With the passage of a year since its selection by the Indian government as the ''preferred bidder'' for the supply its A330 MRTT Multi Role Tanker Transport to the Indian Air Force (IAF), European defence supplier Airbus Defence and Space yesterday said it was confident of the finalisation of the deal within the current fiscal. The government has, in the meantime, urged Airbus to extend the validity of its tender bid to 31 July, 2014.
Speaking during a media interaction organised to make India aware of its airlifter, the A400 M, officials of Airbus said they were confident that the contract for the supply of six A330 MRTT would get through very soon.
The aircraft, the company said, had been selected following a lengthy and thorough selection process which included the completion of extensive flight demonstrations in India during which various types of IAF fighters operated from the high-altitude IAF base at Leh were refueled.
Following the shortlisting of the company, detailed negotiations were held and even as the final production contract for the six aircraft was expected to have come through in 2013, Airbus is now banking on what would happen ahead of the elections.
Meanwhile, the company had been asked by the government of India to extend the validity of its tender bid for the supply of six mid-air refueling aircraft.

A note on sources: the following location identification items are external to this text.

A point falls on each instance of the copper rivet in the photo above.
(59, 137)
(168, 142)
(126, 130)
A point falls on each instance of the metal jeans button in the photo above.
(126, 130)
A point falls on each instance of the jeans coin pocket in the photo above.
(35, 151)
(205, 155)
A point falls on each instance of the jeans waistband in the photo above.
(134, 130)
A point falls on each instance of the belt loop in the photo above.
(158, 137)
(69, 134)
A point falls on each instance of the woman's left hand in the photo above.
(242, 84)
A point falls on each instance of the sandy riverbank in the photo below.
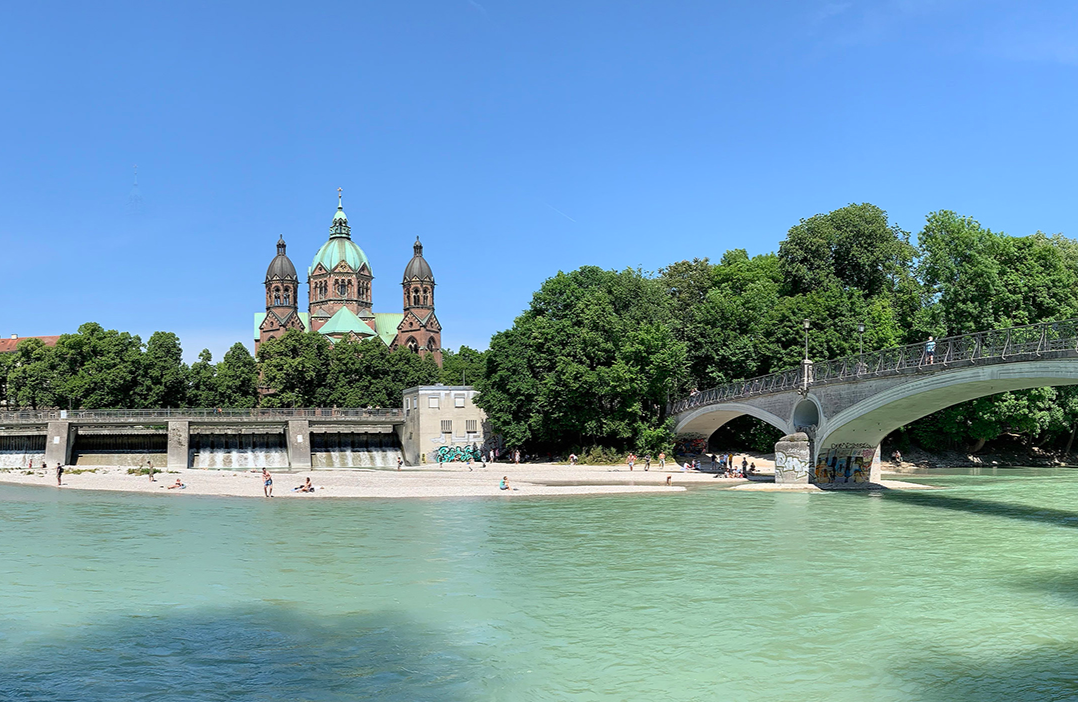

PTI reported that the development comes at a time when the defence ministry had almost exhausted its modernisation funds for this fiscal and was understood to have postponed till 2014-15, the finalisation of many key deals such as the procurement of attack and heavy-lift helicopters.
The report quoted Airbus Defence officials, as saying in New Delhi that the defence ministry had asked the company to extend the validity of the offer to 31 July 2014.
IAF last year selected Airbus to fulfill its requirement for six mid-air refuelling aircraft and was in negotiations with the European firm for finalising the contract, which would be expected to be worth over Rs6,000 crore.
The firm was chosen by IAF after it emerged as the lowest bidder in terms of life-cycle costs against its Russian rival, the Ilyushin-78 tanker aircraft.